A WB analysis of Nfatc1, Traf6, and Ctsk in protein levels in osteoclasts derived from RAW264.7 cells after different stimulation for 3 days. B–D Quantitative analysis of Nfatc1 (B), Traf6 (C), and Ctsk (D) from (A) was normalized to GAPDH and presented as means ± SD (n = 3). ^∗p < 0.05, ^∗∗p < 0.01, and ^∗∗∗p < 0.001 vs the indicated groups. E–G RT-qPCR demonstrated the mRNA levels of Nfatc1 (E), Traf6 (F), and Ctsk (G) in osteoclasts with different treatments. Quantitative data were normalized to GAPDH and presented as means ± SD (n = 3), ^∗p < 0.05, ^∗∗p < 0.01, and ^∗∗∗p < 0.001 vs the indicated groups.
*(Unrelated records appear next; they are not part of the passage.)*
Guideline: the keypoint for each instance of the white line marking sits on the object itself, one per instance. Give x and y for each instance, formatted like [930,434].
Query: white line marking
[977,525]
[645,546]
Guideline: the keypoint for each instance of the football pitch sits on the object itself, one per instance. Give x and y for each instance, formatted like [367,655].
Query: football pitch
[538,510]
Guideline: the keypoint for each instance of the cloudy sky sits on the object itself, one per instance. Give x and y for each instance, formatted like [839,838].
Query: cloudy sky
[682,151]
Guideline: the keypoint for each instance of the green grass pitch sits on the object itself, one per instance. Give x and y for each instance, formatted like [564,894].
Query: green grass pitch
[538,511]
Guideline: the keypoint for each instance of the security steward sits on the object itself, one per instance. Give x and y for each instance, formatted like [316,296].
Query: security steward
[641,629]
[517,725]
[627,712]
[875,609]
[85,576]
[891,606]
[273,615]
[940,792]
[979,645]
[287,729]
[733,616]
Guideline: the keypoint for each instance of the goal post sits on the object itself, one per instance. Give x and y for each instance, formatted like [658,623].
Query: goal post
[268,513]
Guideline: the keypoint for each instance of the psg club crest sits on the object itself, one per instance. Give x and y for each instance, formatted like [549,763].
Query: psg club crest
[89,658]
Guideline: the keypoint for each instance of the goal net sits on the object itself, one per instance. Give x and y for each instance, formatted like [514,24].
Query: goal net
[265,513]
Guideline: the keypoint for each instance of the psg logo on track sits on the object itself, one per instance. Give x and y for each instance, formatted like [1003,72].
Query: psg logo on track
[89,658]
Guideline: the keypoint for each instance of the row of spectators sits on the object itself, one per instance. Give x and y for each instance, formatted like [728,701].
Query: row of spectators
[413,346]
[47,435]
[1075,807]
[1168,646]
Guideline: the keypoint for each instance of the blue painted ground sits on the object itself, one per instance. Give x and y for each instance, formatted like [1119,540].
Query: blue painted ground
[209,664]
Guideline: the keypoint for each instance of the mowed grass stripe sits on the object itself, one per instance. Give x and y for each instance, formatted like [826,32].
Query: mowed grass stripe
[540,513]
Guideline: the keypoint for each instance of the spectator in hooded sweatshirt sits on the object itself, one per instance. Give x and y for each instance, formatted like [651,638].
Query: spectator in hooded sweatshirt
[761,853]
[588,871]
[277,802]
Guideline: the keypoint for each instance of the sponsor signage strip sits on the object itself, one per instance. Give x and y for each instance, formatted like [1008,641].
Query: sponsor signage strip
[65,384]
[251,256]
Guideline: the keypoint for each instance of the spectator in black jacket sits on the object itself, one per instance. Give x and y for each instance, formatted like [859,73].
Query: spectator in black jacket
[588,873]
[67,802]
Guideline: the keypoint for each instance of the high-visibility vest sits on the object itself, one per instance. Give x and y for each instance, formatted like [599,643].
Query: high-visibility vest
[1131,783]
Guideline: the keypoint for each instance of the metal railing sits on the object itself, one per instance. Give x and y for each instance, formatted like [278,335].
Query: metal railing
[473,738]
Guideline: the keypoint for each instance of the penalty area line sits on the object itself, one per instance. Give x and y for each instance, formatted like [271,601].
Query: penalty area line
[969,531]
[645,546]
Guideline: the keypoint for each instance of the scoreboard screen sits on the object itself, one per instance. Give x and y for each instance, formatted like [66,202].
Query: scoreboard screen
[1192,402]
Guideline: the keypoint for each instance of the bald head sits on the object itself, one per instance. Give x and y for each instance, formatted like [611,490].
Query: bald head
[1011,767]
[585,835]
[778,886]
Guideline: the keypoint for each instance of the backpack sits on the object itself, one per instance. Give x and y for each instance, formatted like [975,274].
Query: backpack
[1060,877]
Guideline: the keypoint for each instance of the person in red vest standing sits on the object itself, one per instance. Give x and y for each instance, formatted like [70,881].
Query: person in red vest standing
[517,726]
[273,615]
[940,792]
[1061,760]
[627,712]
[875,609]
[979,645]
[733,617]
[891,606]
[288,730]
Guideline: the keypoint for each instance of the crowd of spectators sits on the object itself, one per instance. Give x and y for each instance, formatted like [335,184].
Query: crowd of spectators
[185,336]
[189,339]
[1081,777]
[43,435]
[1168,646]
H DCFH-DA probe labeled intracellular ROS in RAW264.7. Cells from different groups treated with 40 ng/ml RANKL for 24 h were detected by DCFH-DA probe and visualized by fluorescence microscope. I, J Quantitative results from (H) (n = 3). ^∗∗∗p < 0.001 vs the indicated group. K Flow cytometry measured the density of DCFH-DA in RAW264.7 cells from different groups after 24 h of treatment. L, M Quantitative results from (K) (n = 3). ^∗p < 0.05 and ^∗∗∗p < 0.001 vs the indicated groups. N TRAP staining of osteoclast differentiated from RAW264.7. Cells from different groups were treated with or without 5 mM Nac for 5 days under 40 ng/ml RANKL conditions. Scale bar = 100 μm. (O) Quantitative analysis of TRAP-positive MNCs from (N) (n = 3). ^∗p < 0.05 and ^∗∗p < 0.01 vs the indicated group. P WB analysis of expression of Nfatc1, Traf6, and Ctsk in RAW264.7 from different groups of cells treated with or without 5 mM Nac for 3 days under 40 ng/ml RANKL conditions. Q–S Quantitative analysis of Nfatc1 (Q), Traf6 (R), and Ctsk (S) from (P) was normalized to GAPDH and presented as means ± SD (n = 3). ^∗p < 0.05 vs the indicated groups.